Large Instance Meeting Notes 18.04.2023

@Felipe Montoya will be leading the meeting, @Braden MacDonald taking notes

 

Notes:

  • Reviewing the issues on the DevOps Working group board

    • The issue to update the README for Harmony is now done.

    • Autoscaling PR. We had two options for how to resolve a command (helm dependency update) and Jhony has addressed this so the PR should be ready to go. @Braden MacDonald will take another look today and this should merge shortly.

    • Jhony is investigating how to allow people to use the helm chart without needing to clone the repo. He will make an issue.

    • Monitoring with Prometheus, should be unblocked with the merge of the autoscaling PR.

    • Karpenter issue is also blocked on the autoscaling which will soon merge.

    • OpenSearch support - we have a draft PR from @Maksim Sokolskiy.

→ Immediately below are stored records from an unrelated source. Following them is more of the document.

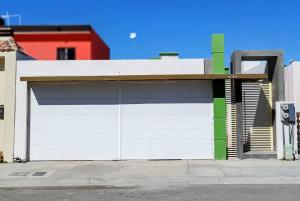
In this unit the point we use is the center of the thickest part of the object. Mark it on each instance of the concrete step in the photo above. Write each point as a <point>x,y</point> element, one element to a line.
<point>260,155</point>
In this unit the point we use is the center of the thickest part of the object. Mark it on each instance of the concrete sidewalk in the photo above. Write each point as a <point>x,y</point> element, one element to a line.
<point>147,174</point>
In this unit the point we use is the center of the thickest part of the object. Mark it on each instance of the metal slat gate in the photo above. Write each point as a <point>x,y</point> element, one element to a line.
<point>231,129</point>
<point>257,116</point>
<point>298,131</point>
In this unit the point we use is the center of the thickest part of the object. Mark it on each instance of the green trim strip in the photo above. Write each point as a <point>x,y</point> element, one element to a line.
<point>220,141</point>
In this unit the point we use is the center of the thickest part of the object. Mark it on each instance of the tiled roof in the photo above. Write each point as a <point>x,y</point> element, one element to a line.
<point>9,45</point>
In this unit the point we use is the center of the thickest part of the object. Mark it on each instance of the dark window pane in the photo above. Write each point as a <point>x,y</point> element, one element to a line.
<point>66,54</point>
<point>71,53</point>
<point>60,54</point>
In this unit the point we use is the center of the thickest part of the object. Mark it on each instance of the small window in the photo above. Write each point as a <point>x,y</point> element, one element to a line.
<point>66,54</point>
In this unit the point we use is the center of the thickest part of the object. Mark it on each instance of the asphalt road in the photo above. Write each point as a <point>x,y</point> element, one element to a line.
<point>199,192</point>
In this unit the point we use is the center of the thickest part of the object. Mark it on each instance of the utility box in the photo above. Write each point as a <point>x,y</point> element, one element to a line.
<point>286,136</point>
<point>1,112</point>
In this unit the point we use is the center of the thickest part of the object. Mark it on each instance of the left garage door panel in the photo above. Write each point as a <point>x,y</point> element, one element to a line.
<point>74,121</point>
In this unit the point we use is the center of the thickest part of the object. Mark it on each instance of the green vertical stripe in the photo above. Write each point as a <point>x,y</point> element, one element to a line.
<point>219,98</point>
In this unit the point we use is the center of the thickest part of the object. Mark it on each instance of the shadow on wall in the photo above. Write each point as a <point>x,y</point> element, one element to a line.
<point>132,93</point>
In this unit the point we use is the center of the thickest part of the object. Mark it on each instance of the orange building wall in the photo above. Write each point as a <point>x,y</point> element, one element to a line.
<point>43,46</point>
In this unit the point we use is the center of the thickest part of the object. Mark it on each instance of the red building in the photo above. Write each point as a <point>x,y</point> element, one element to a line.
<point>63,42</point>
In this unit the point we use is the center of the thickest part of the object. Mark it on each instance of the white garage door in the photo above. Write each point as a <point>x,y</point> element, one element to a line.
<point>128,120</point>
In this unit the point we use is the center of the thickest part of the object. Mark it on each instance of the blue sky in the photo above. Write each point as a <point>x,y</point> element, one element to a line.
<point>183,26</point>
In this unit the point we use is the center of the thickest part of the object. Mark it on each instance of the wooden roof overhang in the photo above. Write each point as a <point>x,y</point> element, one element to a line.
<point>144,77</point>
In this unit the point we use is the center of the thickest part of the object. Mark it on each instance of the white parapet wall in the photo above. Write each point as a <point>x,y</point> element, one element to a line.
<point>292,84</point>
<point>88,68</point>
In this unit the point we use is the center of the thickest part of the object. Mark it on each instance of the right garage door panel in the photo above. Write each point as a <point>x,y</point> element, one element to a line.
<point>166,120</point>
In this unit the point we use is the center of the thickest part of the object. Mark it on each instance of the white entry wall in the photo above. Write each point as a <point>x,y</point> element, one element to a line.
<point>121,120</point>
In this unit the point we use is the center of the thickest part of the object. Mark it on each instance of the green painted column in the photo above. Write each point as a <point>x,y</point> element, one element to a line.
<point>220,141</point>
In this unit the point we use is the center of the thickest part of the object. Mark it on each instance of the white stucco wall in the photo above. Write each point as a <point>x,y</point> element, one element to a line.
<point>89,68</point>
<point>292,84</point>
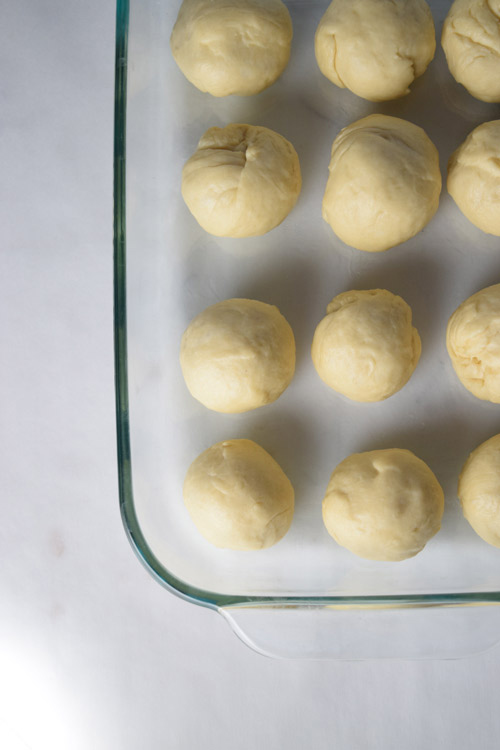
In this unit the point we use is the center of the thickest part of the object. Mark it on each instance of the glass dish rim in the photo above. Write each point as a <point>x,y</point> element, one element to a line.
<point>129,517</point>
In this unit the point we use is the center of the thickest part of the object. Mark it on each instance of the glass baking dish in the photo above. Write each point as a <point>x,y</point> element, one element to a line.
<point>306,596</point>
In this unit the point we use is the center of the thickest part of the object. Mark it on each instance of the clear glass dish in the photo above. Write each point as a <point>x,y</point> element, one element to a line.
<point>306,596</point>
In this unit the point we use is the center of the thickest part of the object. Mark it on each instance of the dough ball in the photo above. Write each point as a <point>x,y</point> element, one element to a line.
<point>375,48</point>
<point>238,496</point>
<point>241,181</point>
<point>383,505</point>
<point>366,347</point>
<point>384,183</point>
<point>479,490</point>
<point>471,43</point>
<point>473,343</point>
<point>232,46</point>
<point>474,177</point>
<point>238,355</point>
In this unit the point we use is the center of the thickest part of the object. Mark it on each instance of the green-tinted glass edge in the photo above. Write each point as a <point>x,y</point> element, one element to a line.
<point>129,517</point>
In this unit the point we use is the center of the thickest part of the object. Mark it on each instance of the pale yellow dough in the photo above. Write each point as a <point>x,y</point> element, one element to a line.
<point>479,490</point>
<point>383,505</point>
<point>384,183</point>
<point>375,48</point>
<point>238,496</point>
<point>232,46</point>
<point>238,355</point>
<point>474,177</point>
<point>242,180</point>
<point>471,42</point>
<point>473,343</point>
<point>366,347</point>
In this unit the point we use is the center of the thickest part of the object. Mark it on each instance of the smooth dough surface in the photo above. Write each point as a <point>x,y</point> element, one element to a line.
<point>242,180</point>
<point>384,183</point>
<point>232,47</point>
<point>471,43</point>
<point>474,177</point>
<point>238,496</point>
<point>366,347</point>
<point>479,490</point>
<point>375,48</point>
<point>383,505</point>
<point>238,355</point>
<point>473,343</point>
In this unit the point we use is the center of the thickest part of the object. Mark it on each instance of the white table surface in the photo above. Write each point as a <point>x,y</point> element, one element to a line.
<point>94,654</point>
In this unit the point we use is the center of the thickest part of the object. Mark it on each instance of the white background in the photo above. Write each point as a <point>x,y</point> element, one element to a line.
<point>93,653</point>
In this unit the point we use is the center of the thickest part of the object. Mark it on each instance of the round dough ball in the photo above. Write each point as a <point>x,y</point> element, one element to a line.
<point>479,490</point>
<point>237,47</point>
<point>238,496</point>
<point>241,181</point>
<point>383,505</point>
<point>375,48</point>
<point>471,43</point>
<point>473,343</point>
<point>238,355</point>
<point>366,347</point>
<point>384,183</point>
<point>474,177</point>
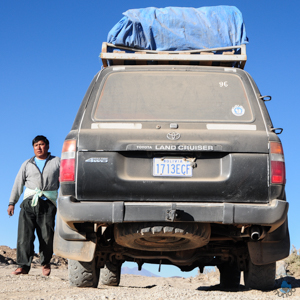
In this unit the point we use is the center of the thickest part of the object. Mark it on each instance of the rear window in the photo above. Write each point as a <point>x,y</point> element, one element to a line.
<point>169,96</point>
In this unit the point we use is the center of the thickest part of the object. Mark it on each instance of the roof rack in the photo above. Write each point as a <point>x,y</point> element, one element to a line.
<point>234,56</point>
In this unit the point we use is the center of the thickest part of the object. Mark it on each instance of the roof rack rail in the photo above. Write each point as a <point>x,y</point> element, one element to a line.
<point>234,56</point>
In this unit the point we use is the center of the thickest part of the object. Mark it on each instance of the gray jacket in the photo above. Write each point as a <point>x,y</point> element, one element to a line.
<point>30,176</point>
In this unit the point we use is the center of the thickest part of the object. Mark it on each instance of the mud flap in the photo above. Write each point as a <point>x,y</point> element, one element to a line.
<point>275,246</point>
<point>81,250</point>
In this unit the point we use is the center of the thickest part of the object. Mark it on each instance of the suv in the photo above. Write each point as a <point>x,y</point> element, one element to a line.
<point>173,159</point>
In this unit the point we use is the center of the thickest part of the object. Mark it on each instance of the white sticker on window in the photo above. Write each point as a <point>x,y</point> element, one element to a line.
<point>223,83</point>
<point>238,110</point>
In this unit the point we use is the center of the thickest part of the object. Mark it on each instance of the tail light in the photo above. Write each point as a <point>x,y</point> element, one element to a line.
<point>67,164</point>
<point>277,163</point>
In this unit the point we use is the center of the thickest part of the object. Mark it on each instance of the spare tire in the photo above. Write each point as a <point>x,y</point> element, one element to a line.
<point>162,236</point>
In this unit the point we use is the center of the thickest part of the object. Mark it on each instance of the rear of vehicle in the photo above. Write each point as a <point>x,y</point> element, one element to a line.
<point>173,165</point>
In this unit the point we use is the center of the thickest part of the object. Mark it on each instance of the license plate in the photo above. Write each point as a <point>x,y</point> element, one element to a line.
<point>173,167</point>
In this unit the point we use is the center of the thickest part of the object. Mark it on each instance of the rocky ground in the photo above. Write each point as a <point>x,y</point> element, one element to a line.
<point>203,286</point>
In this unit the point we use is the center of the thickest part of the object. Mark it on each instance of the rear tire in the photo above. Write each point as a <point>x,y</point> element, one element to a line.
<point>83,274</point>
<point>230,276</point>
<point>162,236</point>
<point>110,274</point>
<point>260,277</point>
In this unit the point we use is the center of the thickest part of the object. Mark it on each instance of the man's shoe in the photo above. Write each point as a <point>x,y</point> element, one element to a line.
<point>19,271</point>
<point>46,270</point>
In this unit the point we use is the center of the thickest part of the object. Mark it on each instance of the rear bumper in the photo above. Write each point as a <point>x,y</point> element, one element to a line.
<point>272,214</point>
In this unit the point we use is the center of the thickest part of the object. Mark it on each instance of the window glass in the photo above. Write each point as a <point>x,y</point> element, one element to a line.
<point>167,96</point>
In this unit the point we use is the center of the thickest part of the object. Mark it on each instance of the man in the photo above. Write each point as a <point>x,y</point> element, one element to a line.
<point>40,176</point>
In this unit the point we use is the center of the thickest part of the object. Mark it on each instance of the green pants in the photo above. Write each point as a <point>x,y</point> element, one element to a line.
<point>42,219</point>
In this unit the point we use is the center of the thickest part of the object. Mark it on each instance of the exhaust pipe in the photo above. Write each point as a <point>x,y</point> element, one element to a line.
<point>255,233</point>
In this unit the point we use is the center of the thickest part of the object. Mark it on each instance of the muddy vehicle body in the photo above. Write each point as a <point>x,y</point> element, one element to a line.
<point>173,161</point>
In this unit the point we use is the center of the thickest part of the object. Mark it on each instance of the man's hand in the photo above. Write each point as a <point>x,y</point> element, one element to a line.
<point>11,210</point>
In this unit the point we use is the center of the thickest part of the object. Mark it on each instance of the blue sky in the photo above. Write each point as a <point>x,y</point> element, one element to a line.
<point>49,54</point>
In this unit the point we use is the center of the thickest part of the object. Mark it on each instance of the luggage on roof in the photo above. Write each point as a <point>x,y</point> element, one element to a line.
<point>179,28</point>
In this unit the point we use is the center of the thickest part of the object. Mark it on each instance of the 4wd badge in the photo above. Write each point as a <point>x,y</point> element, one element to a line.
<point>98,159</point>
<point>173,136</point>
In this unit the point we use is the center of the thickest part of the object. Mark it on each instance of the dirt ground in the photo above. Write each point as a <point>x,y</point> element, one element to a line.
<point>56,286</point>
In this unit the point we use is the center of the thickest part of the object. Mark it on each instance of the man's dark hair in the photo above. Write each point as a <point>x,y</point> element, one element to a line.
<point>40,138</point>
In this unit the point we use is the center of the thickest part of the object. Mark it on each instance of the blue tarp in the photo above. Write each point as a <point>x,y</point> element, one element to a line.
<point>179,28</point>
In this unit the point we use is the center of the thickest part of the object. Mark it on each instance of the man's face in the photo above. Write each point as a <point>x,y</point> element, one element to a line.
<point>40,150</point>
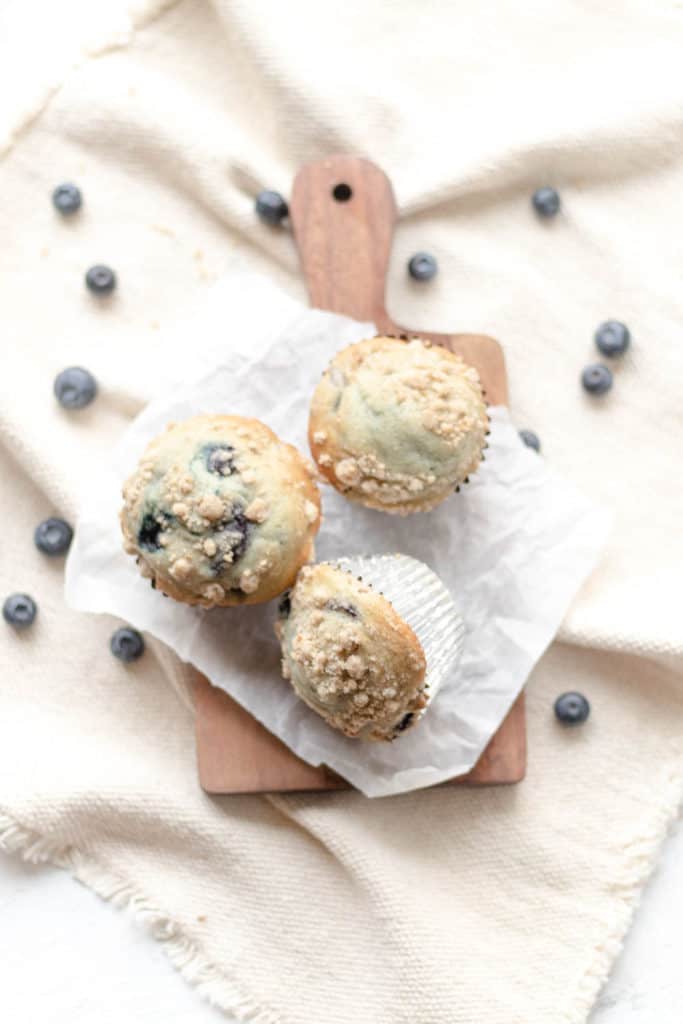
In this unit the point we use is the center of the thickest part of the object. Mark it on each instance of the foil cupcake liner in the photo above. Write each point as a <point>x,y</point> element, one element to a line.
<point>424,602</point>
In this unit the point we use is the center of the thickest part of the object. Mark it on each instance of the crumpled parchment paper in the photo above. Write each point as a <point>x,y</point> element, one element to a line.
<point>513,548</point>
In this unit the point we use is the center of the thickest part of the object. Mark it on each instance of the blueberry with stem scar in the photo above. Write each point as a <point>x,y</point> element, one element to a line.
<point>530,439</point>
<point>100,280</point>
<point>67,199</point>
<point>612,338</point>
<point>19,610</point>
<point>53,537</point>
<point>546,202</point>
<point>597,379</point>
<point>271,207</point>
<point>127,644</point>
<point>422,266</point>
<point>571,709</point>
<point>75,387</point>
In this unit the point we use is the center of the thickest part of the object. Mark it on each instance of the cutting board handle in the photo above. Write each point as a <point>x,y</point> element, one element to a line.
<point>343,213</point>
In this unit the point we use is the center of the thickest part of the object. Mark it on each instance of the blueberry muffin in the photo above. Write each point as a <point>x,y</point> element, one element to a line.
<point>220,512</point>
<point>349,655</point>
<point>397,425</point>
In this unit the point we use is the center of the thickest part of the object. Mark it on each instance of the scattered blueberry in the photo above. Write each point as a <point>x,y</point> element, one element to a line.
<point>67,199</point>
<point>597,379</point>
<point>612,338</point>
<point>75,387</point>
<point>19,610</point>
<point>571,709</point>
<point>271,207</point>
<point>422,266</point>
<point>530,439</point>
<point>53,537</point>
<point>127,644</point>
<point>546,202</point>
<point>100,280</point>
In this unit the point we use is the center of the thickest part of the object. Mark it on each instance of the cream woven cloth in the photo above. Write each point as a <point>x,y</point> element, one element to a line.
<point>503,905</point>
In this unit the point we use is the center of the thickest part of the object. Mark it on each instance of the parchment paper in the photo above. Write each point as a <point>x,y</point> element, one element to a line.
<point>513,547</point>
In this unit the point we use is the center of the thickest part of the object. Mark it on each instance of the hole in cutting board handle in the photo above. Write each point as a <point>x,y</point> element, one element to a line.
<point>342,193</point>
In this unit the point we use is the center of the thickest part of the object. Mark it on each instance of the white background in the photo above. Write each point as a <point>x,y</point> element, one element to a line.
<point>95,964</point>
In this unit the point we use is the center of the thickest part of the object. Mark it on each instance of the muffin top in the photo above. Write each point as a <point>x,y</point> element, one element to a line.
<point>397,425</point>
<point>349,655</point>
<point>220,512</point>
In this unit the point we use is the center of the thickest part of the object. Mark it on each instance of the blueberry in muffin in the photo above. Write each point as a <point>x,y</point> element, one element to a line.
<point>397,424</point>
<point>220,512</point>
<point>349,655</point>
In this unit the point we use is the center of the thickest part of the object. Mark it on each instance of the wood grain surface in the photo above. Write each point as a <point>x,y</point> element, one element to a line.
<point>343,215</point>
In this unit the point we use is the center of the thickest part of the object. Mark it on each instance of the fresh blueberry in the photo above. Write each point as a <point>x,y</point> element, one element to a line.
<point>19,610</point>
<point>530,439</point>
<point>546,202</point>
<point>612,338</point>
<point>271,207</point>
<point>67,199</point>
<point>127,644</point>
<point>75,387</point>
<point>571,709</point>
<point>422,266</point>
<point>597,379</point>
<point>100,280</point>
<point>53,537</point>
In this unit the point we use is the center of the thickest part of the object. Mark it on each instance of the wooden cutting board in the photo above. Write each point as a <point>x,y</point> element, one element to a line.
<point>343,214</point>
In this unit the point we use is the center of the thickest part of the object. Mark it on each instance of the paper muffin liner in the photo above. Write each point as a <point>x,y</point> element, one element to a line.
<point>424,602</point>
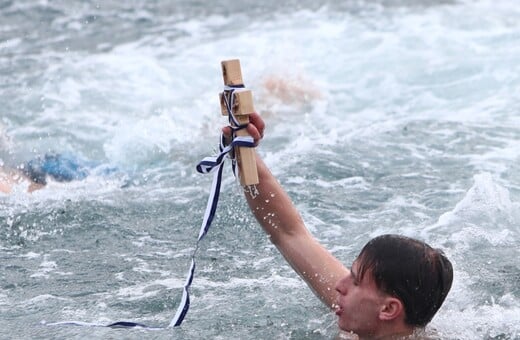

He anticipates it will be ready for review in a week or two.

    • Next steps until we can use this in production. Thanks for the different points of view and lists from the different people who commented. We’re missing monitoring, publishing the helm chart and a release process.

      • eduNEXT will be testing this on a prod-like sandbox environment soon.

      • Jhony: there is a helm chart we can use that provides all the monitoring tools. As mentioned, Jhony will create an issue about the release process.

      • Question about the release process: do we need to open an Axim engineering ticket so we can publish using an official Open edx account? A from Jhony: It depends - if we publish on GitHub Pages it won’t be necessary. It would be needed if we wanted to publish on Artefact Hub etc. Jhony will post details on the issue that he’ll open.

    • Discussion: do we need log collection? Gabor: It’s nice to have. Felipe: maybe it’s better to have log collection at a higher level, something out of scope.

      • @Felipe Montoya will open an issue about this so we can have a technical discussion about our options.

    • Tutor plugin: we’ll add it to the index once we’re using it in prod. Jhony: the pod autoscaling plugin is already in the tutor plugin index.

    • SSL cert for ElasticSearch:

      • @Felipe Montoya : I’ve seen so many issues with self-signed certs; they’re basically a planned outage on the date of their expiration. Can we use cert-manager/letsencrypt to get a valid public cert for this instead? We pinged @Moisés González to get his input.

      • @Maksim Sokolskiy notes that the solution for OpenSearch may be different than for ElasticSearch but we aren’t sure at this point. We’ll track it with the same issue for now, and create separate issues if needed.

  • Anything else that we aren’t tracking with an issue on the board?